While cortical dopamine maintains an elevated tonic baseline during sustained attention, it does show subtle phasic responses (waves) to insights and problem-solving moments—as explored in ‘Your dopamine as it was meant to work.’ The key distinction from limbic spikes is that cortical phasic responses occur within a context of elevated tonic dopamine and are smaller in magnitude and longer in duration (Cools & D'Esposito, 2011; Durstewitz & Seamans, 2008).
These mechanisms reflect converging evidence: (1) reward prediction errors are attenuated when outcomes occur in expected contexts (Schultz et al., 1997); (2) prefrontal cortex provides contextual encoding that modulates striatal responses (Bromberg-Martin et al., 2010); (3) PFC involvement in task closure reduces post-reward rumination; (4) prefrontal engagement during learning promotes context-dependent plasticity, preventing overgeneralization of reward associations (Yagishita et al., 2014).






What a great and helpful article!! Thanks so much!! This makes a lot of sense.

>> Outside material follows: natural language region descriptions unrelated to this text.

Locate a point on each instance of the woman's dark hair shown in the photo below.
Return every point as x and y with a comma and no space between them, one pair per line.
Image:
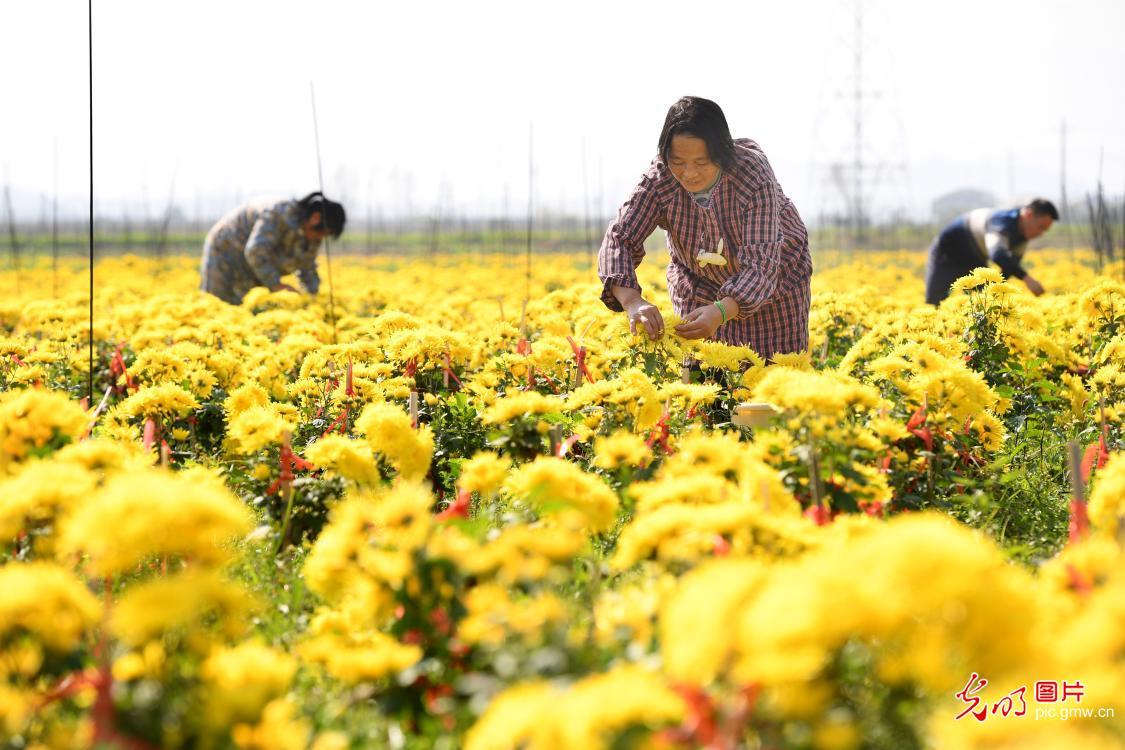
1044,207
703,119
332,214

I always feel better after I've hit publish or make strides in my projects. You also helped me make a HUGE connection on an unrelated topic. Thank you! Your discussion of the limbic system in isolation helps me connect the dots to my experiences as child attending an ACE school, a Christian private and homeschooling system that is structured on the harmful isolation of children due to to independent, self-paced structure and the fact that the children are in individual cubicles for 7 hours every school day for all grades,1st-12th. Now, correct me if I'm wrong but this system narrows the dopamine pathways. When a child’s world is tightly controlled and isolated, like in an ACE school, the brain learns to assign dopamine to compliance, correct answers as defined by the system, adult approval, avoidance of punishment, internalizing the system’s worldview and withdraws from curiosity, questioning, independent reasoning, alternative viewpoints, and social diversity. And with no alternative models and no safe channel for dissent, this system of 'educational' isolation in childhood is the perfect environment for indoctrination. Toss in some operant conditioning (aka religious authoritarian parenting) and you have a complete, self-reinforcing loop.
In this piece, you argue that creating triggers internal dopamine and agency, whereas consuming mainly triggers external dopamine and passive reward, nudging us into endless loops of consumption instead of productive engagement. I found the distinction between internal versus external motivation really clarifying, and it made me rethink how much of my time on social feeds is actually reinforcing habits I don’t intend.